With the Thompson tools, do buy his handles or turn your own? He has a link on his page for some vendors that sell tool handles. I particularly like the look and price of Paul Bennet's handles.

Another question, I have a Delta 46-460 lathe. I also have a PSI collet chuck for it. What other chuck do you recommend? I was looking at the Nova G3, but want to make sure I get a decent chuck. I have seen and heard some guys recommend the Oneway Stronghold. What is your recommendation?
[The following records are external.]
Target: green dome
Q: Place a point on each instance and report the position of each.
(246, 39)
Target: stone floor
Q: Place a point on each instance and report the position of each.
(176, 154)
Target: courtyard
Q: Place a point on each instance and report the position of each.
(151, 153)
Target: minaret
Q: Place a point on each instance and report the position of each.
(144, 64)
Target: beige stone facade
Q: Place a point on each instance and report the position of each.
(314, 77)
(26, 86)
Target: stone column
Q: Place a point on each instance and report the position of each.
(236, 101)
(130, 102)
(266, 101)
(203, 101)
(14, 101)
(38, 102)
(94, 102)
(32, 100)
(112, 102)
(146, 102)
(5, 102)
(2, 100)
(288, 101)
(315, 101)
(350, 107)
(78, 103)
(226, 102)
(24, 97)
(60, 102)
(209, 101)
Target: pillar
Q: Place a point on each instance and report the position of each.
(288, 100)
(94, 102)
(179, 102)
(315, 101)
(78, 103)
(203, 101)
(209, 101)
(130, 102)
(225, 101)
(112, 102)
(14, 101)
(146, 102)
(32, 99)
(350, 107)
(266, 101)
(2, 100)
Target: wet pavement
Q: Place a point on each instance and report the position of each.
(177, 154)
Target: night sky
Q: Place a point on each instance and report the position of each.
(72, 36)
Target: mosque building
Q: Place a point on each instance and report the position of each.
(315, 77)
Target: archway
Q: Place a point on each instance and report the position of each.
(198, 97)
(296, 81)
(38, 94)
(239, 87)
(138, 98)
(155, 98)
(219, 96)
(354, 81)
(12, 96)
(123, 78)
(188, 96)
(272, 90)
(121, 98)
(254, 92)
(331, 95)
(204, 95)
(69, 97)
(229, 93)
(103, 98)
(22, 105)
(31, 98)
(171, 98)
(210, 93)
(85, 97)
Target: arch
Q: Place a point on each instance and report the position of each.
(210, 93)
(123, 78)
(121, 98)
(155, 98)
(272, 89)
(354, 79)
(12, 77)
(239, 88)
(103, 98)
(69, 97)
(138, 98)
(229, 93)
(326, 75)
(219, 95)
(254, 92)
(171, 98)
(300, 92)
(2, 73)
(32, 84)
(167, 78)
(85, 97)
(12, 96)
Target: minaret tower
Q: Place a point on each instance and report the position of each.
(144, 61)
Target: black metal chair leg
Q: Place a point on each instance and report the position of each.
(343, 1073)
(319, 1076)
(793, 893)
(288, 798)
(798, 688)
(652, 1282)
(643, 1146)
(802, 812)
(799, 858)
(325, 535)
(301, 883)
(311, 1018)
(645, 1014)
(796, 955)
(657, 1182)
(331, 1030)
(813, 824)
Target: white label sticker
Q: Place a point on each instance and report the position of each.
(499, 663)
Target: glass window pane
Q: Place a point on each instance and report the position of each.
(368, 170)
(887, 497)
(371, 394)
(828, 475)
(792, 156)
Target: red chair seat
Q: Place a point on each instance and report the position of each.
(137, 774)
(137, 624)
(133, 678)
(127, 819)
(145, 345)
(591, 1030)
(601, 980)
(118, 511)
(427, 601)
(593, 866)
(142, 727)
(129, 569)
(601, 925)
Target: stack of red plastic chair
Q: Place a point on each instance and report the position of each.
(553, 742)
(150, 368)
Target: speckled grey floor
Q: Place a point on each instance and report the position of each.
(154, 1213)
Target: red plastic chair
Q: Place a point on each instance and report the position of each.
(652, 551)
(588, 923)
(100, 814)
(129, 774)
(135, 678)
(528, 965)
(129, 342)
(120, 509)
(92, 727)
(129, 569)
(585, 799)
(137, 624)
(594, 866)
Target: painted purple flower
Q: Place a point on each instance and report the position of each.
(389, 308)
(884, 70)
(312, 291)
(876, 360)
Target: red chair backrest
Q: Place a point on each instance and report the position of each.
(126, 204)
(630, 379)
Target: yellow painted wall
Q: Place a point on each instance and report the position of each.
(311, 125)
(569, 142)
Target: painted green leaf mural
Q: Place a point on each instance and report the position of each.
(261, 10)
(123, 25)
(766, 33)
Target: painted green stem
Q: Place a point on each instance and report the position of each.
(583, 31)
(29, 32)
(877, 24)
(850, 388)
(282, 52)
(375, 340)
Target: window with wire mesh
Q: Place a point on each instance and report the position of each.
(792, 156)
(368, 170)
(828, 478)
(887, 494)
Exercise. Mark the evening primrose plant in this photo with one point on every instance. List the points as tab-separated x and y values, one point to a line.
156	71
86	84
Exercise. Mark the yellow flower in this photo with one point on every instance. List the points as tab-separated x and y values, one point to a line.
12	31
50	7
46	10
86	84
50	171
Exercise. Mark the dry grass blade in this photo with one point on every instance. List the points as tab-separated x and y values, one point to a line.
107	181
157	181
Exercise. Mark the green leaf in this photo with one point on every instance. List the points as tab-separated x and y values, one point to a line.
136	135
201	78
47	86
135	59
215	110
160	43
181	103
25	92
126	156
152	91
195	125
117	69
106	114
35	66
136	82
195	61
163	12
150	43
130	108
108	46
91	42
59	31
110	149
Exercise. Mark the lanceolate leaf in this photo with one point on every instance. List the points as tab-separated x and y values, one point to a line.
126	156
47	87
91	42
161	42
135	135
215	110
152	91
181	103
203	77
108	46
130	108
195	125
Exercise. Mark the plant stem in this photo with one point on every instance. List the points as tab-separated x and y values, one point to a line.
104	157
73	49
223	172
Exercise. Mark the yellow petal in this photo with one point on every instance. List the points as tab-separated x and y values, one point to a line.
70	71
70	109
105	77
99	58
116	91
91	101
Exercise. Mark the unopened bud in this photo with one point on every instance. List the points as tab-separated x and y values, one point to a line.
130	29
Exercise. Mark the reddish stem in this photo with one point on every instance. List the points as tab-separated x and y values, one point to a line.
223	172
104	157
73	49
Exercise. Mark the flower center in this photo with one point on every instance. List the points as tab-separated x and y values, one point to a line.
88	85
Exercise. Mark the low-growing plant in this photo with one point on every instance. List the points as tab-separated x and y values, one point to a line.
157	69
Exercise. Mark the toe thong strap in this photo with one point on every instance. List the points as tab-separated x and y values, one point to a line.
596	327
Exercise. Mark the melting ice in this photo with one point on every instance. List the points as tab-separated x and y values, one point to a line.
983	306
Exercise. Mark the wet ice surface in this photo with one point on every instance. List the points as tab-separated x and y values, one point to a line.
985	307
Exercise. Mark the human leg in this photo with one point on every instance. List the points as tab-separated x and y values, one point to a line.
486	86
Again, thank you for all your help and input!


Keith


----------



## BernieW (Sep 12, 2006)

Keith I turn my own handles. I like my handles a little longer than those you buy but that is just me. I can also make them to fit my hand comfortably. 

As far as Chucks go I have a Vicmarc VM 100. I love this chuck but found out that the Grizzly chuck H6265 1 X 8 and H6267 are the same chuck. The jaws of the VM 100 will fit these chucks. So needless to say I have 5 of the grizzly chucks with different jaws on each of them. I am lazy and hate changing jaws. I have had these chucks now for about 7 yrs and not one lick of problems with any of them. 

So for your lathe the H6265 1" X 8 would be fine. 

Hope this helps.


----------



## Harrison67 (May 30, 2012)

I've been using the Barracuda chuck from PSI. One of the greatest.


----------



## Knothead47 (Feb 10, 2010)

I watched a demo at our turning club last month and the guy doesn't use a roughing gouge. He used a skew to start shaping. For more info, go to American Association of Woodturners - Official Website for lots of info on turning.


----------



## jeremylinot (Jun 5, 2009)

IMHO, suggesting to someone who possibly (may) not know how to use a skew; to suggest trying to rough with it is dangerous. Not to mention very likely to discourage them from really learning how to use it.

In capable hands a skew is a beautiful thing. For someone just learning it is a horrible catch looking for a place to happen. My .02, YMMV.


----------



## BernieW (Sep 12, 2006)

Depends on what you are roughing. On spindles a skew is no more dangerous than a roughing gouges. I use a skew all the time to rough pepper mills or bottle stoppers.

Now I agree with you that using a skew to rough a bowl or vase would be a no-no IMHO as I would not use a roughing gouge on a bowl or vase. The tang on it is small and a catch is dangerous. IMHO a skew, spindle and roughing gouges are for spindle work.


----------



## mgmine (Jan 16, 2012)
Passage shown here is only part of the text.